Prince lacks spirit

Toby Stephens's muscular Hamlet scowls, smoulders and sneers in the manner of an angry undergraduate

High hopes invested in the Royal Shakespeare Company's new artistic director, Michael Boyd, come crashing down with this alarmingly weak production of Hamlet.

It is the kind of traditional, bloodless, sex-starved production that might have been specifically designed to convince young people Shakespeare is not for them.

Comparisons are unkind but necessary. Trevor Nunn's modern-dress, youth-conscious Old Vic Hamlet (until 31 July) achieves the hurtling energy and menace of a Revenge Drama that Boyd's rendering never does.


Nunn's Prince, amazing Ben Wilshaw, teetered fraily on the verge of a nervous breakdown, battled against ideas, forces and feelings that stranded him in despair and fatal vacillation. Boyd's hefty, handsome Prince (Toby Stephens) looks like an action man who would scarcely hesitate to plunge a dagger into Claudius.

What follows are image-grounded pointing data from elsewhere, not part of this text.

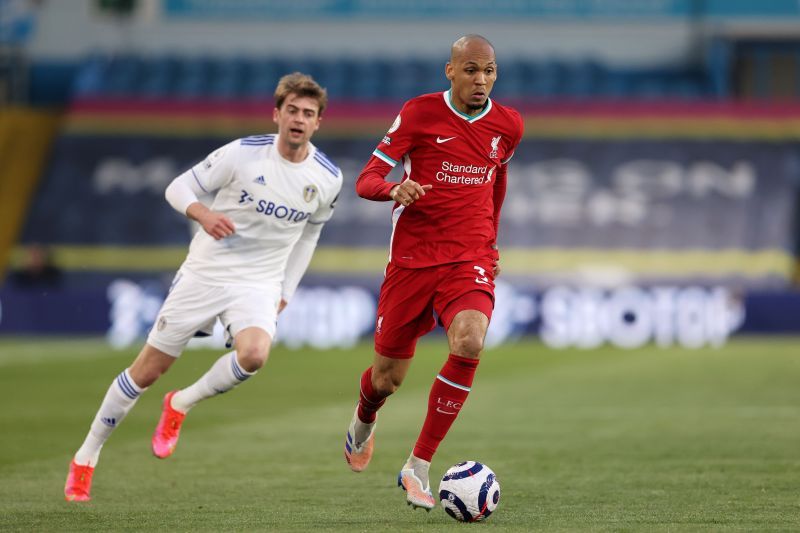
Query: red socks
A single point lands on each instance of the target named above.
(368, 401)
(448, 394)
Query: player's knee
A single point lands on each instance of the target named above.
(251, 358)
(385, 384)
(467, 344)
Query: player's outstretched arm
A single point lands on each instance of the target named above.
(182, 196)
(215, 224)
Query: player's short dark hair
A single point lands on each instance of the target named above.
(300, 84)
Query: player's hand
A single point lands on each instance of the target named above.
(217, 225)
(496, 262)
(408, 192)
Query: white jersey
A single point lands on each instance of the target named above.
(269, 200)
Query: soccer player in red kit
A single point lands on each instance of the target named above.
(454, 147)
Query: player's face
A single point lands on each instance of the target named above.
(297, 119)
(472, 74)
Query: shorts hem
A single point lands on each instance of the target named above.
(393, 354)
(170, 350)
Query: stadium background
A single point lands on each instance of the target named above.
(652, 207)
(653, 198)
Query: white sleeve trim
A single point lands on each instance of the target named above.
(299, 259)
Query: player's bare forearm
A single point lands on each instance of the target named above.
(408, 192)
(499, 194)
(215, 224)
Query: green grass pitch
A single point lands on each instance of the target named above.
(604, 440)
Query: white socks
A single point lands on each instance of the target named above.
(120, 398)
(223, 375)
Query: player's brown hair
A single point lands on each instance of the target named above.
(300, 84)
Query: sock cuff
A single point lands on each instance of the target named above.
(238, 372)
(458, 372)
(463, 362)
(128, 387)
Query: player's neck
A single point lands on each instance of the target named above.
(291, 153)
(463, 108)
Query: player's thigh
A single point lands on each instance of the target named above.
(466, 286)
(405, 310)
(252, 307)
(189, 307)
(149, 365)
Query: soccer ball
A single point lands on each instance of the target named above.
(469, 491)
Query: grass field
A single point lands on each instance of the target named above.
(606, 440)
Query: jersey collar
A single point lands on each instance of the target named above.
(469, 118)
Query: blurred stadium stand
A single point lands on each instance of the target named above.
(374, 79)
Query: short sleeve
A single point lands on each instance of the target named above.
(327, 204)
(398, 140)
(217, 169)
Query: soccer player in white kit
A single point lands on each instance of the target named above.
(273, 194)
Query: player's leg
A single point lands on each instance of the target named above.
(378, 382)
(405, 312)
(120, 398)
(464, 303)
(250, 317)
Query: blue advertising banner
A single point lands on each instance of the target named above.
(473, 9)
(477, 9)
(570, 194)
(334, 312)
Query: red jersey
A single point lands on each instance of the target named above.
(464, 157)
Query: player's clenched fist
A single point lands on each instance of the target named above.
(408, 192)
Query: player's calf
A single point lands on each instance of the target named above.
(415, 481)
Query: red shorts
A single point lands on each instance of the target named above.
(410, 297)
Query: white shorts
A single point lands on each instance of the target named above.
(192, 306)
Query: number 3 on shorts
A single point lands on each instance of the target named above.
(482, 280)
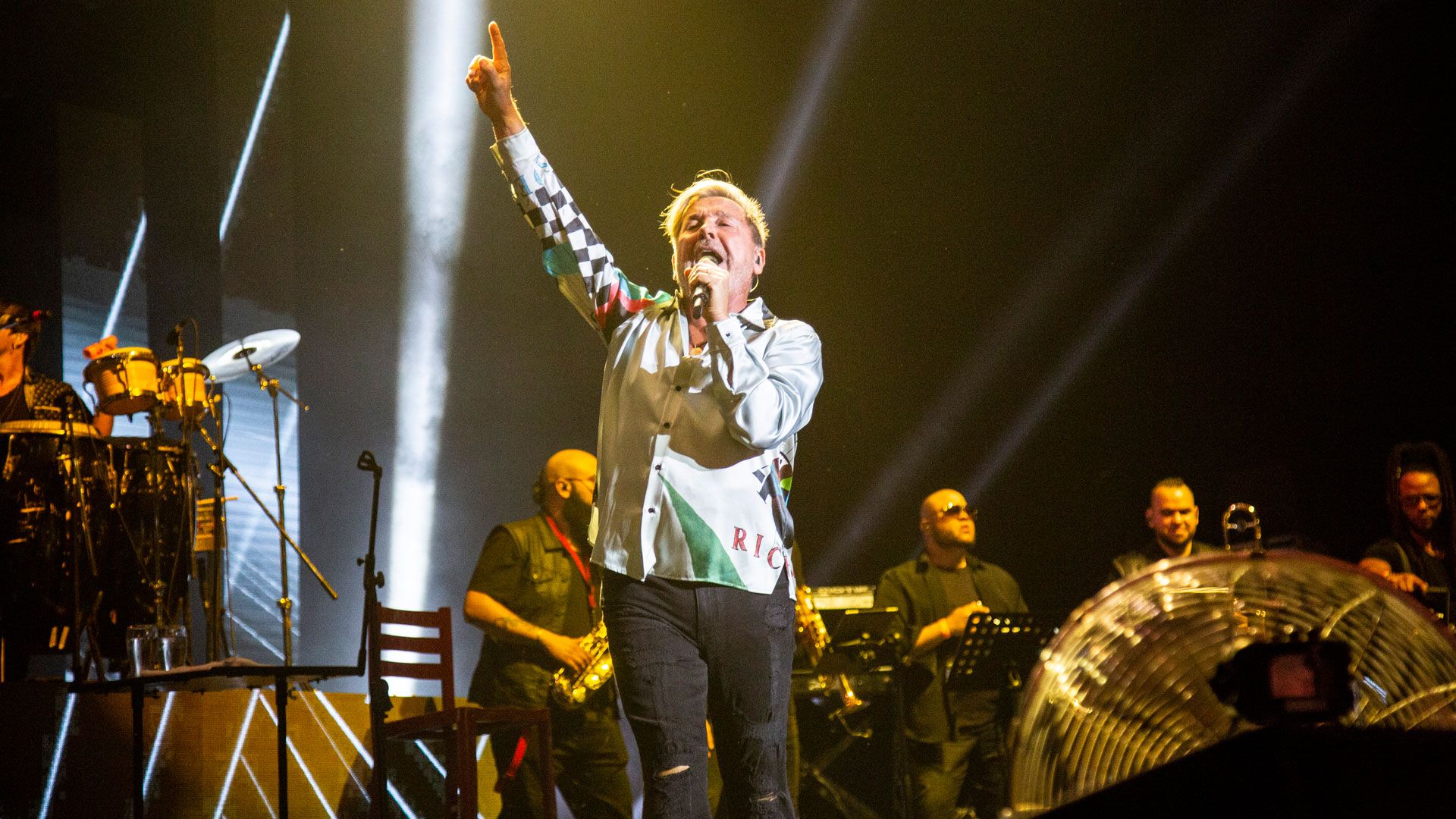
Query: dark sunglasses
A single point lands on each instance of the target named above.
(956, 509)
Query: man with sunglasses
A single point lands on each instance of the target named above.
(954, 739)
(1419, 556)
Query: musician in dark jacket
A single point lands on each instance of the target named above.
(532, 595)
(956, 748)
(1417, 557)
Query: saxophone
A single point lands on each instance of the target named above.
(571, 689)
(814, 639)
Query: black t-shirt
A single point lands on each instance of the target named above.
(1429, 569)
(53, 401)
(970, 708)
(503, 573)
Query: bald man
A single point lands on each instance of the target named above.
(954, 742)
(1174, 519)
(532, 594)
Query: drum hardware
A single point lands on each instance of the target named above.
(127, 381)
(234, 360)
(813, 637)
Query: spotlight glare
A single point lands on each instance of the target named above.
(440, 134)
(55, 757)
(126, 278)
(253, 129)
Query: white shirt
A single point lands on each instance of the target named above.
(695, 452)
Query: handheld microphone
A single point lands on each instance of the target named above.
(701, 290)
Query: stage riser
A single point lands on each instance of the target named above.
(218, 748)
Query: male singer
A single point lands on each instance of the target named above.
(702, 398)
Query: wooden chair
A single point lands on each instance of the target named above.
(459, 723)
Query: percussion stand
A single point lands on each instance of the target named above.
(74, 482)
(213, 602)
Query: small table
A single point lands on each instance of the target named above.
(215, 676)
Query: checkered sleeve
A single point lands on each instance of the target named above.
(571, 249)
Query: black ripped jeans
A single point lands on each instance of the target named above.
(691, 651)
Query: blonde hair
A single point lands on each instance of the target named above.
(714, 184)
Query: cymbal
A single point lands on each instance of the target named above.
(232, 360)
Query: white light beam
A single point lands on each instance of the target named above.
(253, 129)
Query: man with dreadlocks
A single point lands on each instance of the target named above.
(1417, 557)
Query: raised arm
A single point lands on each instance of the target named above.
(571, 249)
(764, 397)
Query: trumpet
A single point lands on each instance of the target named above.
(813, 635)
(571, 689)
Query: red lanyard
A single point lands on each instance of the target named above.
(582, 567)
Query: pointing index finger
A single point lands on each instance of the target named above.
(497, 44)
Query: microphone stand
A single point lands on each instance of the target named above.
(226, 464)
(373, 580)
(213, 602)
(284, 601)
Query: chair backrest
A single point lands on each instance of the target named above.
(441, 670)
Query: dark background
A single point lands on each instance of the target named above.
(1053, 254)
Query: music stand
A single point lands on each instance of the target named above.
(996, 651)
(864, 640)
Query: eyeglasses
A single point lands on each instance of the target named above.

Stephens scowls, smoulders and sneers at Elsinore in the manner of an angry undergraduate, liable to the odd mad turn, and impatient to be back in Wittenberg.

He unpacks his heart to let us gaze at it lavishly bleeding. He tries on the trappings of grief and melancholia with extravagant relish. But everytime he does you can see they are quite the wrong shape and size for him. This uncerebral Hamlet is too steely by half.

Thanks to Tom Piper's hopelessly minimal design, which consists of a semi-circular back wall with doors, this Hamlet is staged in an atmosphere-free void.

There is scant sense of an anxious, guarded Elsinore or of two unhappy, sexually fraught families. Clive Wood's placid, undangerous Claudius shows no enthusiasm for storming the frontiers of Sian Thomas's haughty ice-maiden of a Gertrude.

Richard Cordery's Polonius sports a nervous laugh and little more. In the Chair scene there are insufficient props for a closet.

The unmaternal Miss Thomas musters no more than the odd shudder of disdain, in the manner of royalty before whose eyes a condom is disrespectfully waved.

The governing style of performance, with characters standing in straightish lines and talking direct to us rather than to each other, is studiedly artificial. Meg Fraser's Ophelia conducts a composed mad scene with her hair perfectly coiffeured as if fresh from attention at Elsinore's hairdresser.

Only Greg Hicks as a half naked, powdered ghost, mouth agape and voice cracking with emotion, offers a brief, splendid antidote to the prevailing listlessness and ennui.

Hamlet, Stratford-Upon-Avon, until 2 October. Information: 0870 609 1110.